Dal lato delle aziende, Andrea Chittaro di Snam ha evidenziato come i consigli di amministrazione debbano mettere in agenda la questione della sicurezza cibernetica, evitando di reagire in modo estemporaneo e perseguendo invece una visione di insieme capace di adeguarsi a minacce in continua evoluzione. La stessa Acn non è sufficiente senza un partenariato pubblico-privato che preveda la condivisione dei dati tra imprese e istituzioni, tramite opportuni strumenti legali.

Le aziende – ha concluso Chittaro – un tempo restie a condividere le proprie informazioni, sono ora maggiormente consapevoli della necessità di fare squadra per assicurare la vitalità del sistema-Paese.

La creazione di sinergie è stata auspicata anche da Alfio Rapisarda, Head of Group Security Eni, che ha evidenziato quanto le minacce cyber riguardino imprese, infrastrutture, istituzioni e anche persone singole, che quotidianamente usano la rete per le loro esigenze quotidiane. La difesa cibernetica non è un optional, ma un’esigenza primaria per il Paese, tanto più che tra gli obiettivi della pirateria informatica figurano le informazioni che orientano le decisioni dei poteri pubblici. Tutti gli stakeholder devono dunque cooperare, fare sistema per l’interesse nazionale, ha precisato Rapisarda.

Iezzi di Swascan ha raccontato, con un certo scoramento, quanto l’Italia sia un buon pagatore, destinata perciò a finire nel mirino degli hacker a caccia di riscatti. Serve dunque una legge per impedire il pagamento dei riscatti, un po’ come avvenuto negli anni ’70 per contrastare l’anonima sequestri. Gli attacchi più pericolosi – ha continuato Iezzi – sono però gli zero-day, raddoppiati nell’ultimo anno. Essi rappresentano una vera e propria arma, come mostra il suo uso nel conflitto russo-ucraino e in quello, meno noto, tra Israele da una parte e Siria e Iran dall’altra. L’obiettivo che deve perseguire l’Italia non è limitarsi a difendersi dalle minacce, ma sviluppare le proprie capacità di reazione e contrattacco, dotandosi di competenze e possibilità offensive paragonabili a quelle dei maggior attori.

L’Italia ha già delle eccellenze mondiali nel settore cibernetico, ma è urgente dotare il paese degli strumenti necessari per svilupparle, attraverso un partenariato pubblico-privato che stimoli la ricerca e l’attività dei laboratori. Altrimenti – ha concluso Iezzi – il nostro Paese sarà destinato a essere escluso dal tavolo decisionale della “guerra fredda digitale” già in corso.

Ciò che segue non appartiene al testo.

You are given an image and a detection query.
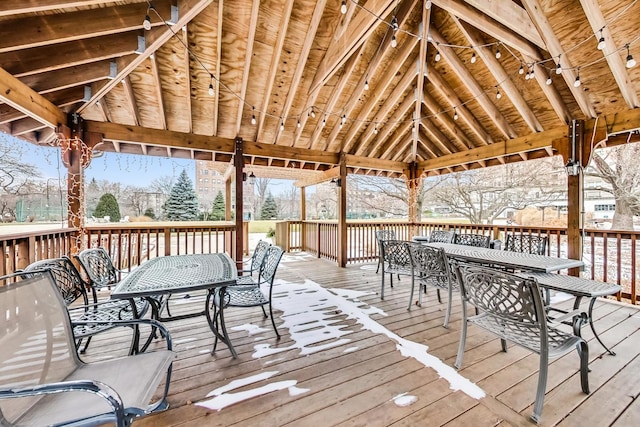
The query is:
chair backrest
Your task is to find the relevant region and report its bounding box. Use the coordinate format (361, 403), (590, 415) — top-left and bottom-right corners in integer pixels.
(250, 240), (271, 273)
(380, 240), (414, 271)
(76, 247), (120, 289)
(429, 230), (455, 243)
(24, 256), (89, 306)
(409, 243), (451, 283)
(454, 233), (491, 248)
(0, 271), (81, 425)
(260, 246), (284, 286)
(504, 234), (549, 255)
(456, 264), (546, 332)
(376, 230), (396, 243)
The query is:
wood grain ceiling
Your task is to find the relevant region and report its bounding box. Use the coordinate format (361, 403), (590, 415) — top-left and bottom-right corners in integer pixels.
(0, 0), (640, 182)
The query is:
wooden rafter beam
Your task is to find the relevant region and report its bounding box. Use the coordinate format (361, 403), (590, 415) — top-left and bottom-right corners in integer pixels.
(77, 0), (213, 113)
(580, 0), (640, 108)
(0, 68), (67, 128)
(431, 28), (517, 139)
(522, 0), (596, 118)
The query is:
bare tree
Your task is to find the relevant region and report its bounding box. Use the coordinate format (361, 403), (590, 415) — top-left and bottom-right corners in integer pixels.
(430, 159), (566, 224)
(587, 143), (640, 230)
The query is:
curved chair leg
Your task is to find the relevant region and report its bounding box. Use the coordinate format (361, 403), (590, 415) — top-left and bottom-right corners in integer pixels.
(531, 354), (549, 424)
(262, 304), (280, 339)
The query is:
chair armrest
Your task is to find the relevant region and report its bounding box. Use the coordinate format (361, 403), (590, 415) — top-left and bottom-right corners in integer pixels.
(71, 319), (173, 350)
(0, 380), (127, 426)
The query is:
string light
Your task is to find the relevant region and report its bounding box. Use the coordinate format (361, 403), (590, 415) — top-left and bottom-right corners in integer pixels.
(625, 43), (636, 68)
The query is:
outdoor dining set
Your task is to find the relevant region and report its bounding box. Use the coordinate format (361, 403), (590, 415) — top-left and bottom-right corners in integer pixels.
(376, 230), (620, 422)
(0, 241), (283, 426)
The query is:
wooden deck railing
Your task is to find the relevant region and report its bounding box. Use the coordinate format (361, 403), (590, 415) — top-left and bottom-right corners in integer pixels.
(0, 222), (241, 275)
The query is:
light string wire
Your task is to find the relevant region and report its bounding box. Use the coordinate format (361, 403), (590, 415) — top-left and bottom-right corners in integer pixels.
(147, 0), (640, 135)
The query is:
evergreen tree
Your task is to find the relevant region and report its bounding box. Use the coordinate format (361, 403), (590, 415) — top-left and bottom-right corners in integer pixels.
(211, 191), (225, 221)
(260, 193), (278, 219)
(93, 193), (120, 222)
(162, 169), (198, 221)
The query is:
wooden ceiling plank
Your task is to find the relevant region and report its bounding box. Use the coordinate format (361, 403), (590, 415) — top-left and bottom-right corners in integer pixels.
(234, 0), (260, 134)
(310, 0), (396, 92)
(122, 76), (140, 126)
(426, 64), (494, 146)
(0, 68), (67, 128)
(77, 0), (213, 114)
(431, 27), (517, 138)
(149, 55), (167, 129)
(580, 0), (640, 108)
(338, 33), (418, 153)
(256, 0), (294, 141)
(354, 83), (416, 156)
(442, 0), (546, 49)
(0, 0), (171, 52)
(522, 0), (596, 118)
(453, 16), (544, 132)
(411, 7), (431, 161)
(307, 45), (364, 148)
(273, 0), (328, 147)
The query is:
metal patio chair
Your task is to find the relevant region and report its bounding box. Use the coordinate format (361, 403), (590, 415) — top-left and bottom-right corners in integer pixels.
(0, 270), (176, 427)
(409, 243), (459, 328)
(504, 234), (549, 255)
(454, 233), (491, 248)
(22, 256), (150, 354)
(375, 230), (396, 274)
(380, 240), (413, 299)
(207, 246), (284, 352)
(455, 264), (589, 423)
(429, 230), (456, 243)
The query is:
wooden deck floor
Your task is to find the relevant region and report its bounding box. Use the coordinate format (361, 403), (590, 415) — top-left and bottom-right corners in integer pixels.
(82, 254), (640, 427)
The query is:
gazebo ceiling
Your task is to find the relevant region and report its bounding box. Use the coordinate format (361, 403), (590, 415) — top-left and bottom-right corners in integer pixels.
(0, 0), (640, 179)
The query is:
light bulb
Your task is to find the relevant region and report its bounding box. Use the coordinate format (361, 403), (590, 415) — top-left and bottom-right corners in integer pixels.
(142, 15), (151, 31)
(627, 54), (636, 68)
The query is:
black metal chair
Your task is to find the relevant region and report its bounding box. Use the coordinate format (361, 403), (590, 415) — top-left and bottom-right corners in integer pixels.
(0, 270), (176, 427)
(454, 233), (491, 248)
(504, 234), (549, 255)
(380, 240), (413, 299)
(376, 230), (396, 274)
(238, 240), (271, 276)
(22, 256), (150, 354)
(207, 246), (284, 352)
(429, 230), (456, 243)
(455, 265), (589, 423)
(409, 243), (458, 328)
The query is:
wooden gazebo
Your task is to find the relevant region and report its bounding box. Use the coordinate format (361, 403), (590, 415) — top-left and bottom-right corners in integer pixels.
(0, 0), (640, 264)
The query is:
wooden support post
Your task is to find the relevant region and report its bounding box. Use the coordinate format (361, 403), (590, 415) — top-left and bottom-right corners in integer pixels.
(338, 153), (349, 267)
(233, 137), (244, 269)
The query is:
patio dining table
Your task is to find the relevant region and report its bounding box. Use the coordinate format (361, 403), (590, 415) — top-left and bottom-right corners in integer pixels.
(111, 253), (238, 358)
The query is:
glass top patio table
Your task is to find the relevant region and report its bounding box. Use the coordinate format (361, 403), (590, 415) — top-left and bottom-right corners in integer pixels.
(111, 253), (238, 358)
(423, 243), (584, 273)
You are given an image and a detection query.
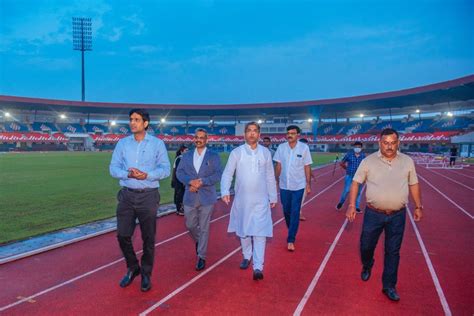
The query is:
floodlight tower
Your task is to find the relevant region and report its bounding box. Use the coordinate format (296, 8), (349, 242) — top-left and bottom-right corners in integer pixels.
(72, 18), (92, 102)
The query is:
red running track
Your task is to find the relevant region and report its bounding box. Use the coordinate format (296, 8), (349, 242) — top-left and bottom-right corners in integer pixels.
(0, 166), (474, 315)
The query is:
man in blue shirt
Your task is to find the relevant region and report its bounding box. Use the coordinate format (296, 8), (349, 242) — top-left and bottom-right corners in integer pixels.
(109, 109), (170, 292)
(336, 142), (365, 213)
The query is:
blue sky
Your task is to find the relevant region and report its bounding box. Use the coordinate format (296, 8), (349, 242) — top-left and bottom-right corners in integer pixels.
(0, 0), (474, 104)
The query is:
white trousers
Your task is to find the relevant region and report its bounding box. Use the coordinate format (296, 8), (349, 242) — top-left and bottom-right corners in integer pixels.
(240, 236), (267, 271)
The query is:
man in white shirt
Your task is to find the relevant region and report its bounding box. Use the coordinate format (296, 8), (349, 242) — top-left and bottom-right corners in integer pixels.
(273, 125), (313, 251)
(221, 122), (277, 280)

Concludendo il dibattito Andrea Vento, Ceo di V&A, ha ribadito l’importanza di disporre di risorse finanziarie adeguate per tenere il passo dell’evoluzione tecnologica e digitale. Le risorse messe a disposizione della sicurezza cibernetica in Italia sembrano infatti modeste, soprattutto se raffrontate a quelle su cui possono contare la NSA negli Stati Uniti e la sua corrispondente britannica Gchq. Unitamente a quanto hanno rilevato altri relatori sulla necessità di un partenariato pubblico – privato, anche a tutela delle numerose piccole e medie imprese, in ritardo nell’adeguamento delle difese cibernetiche.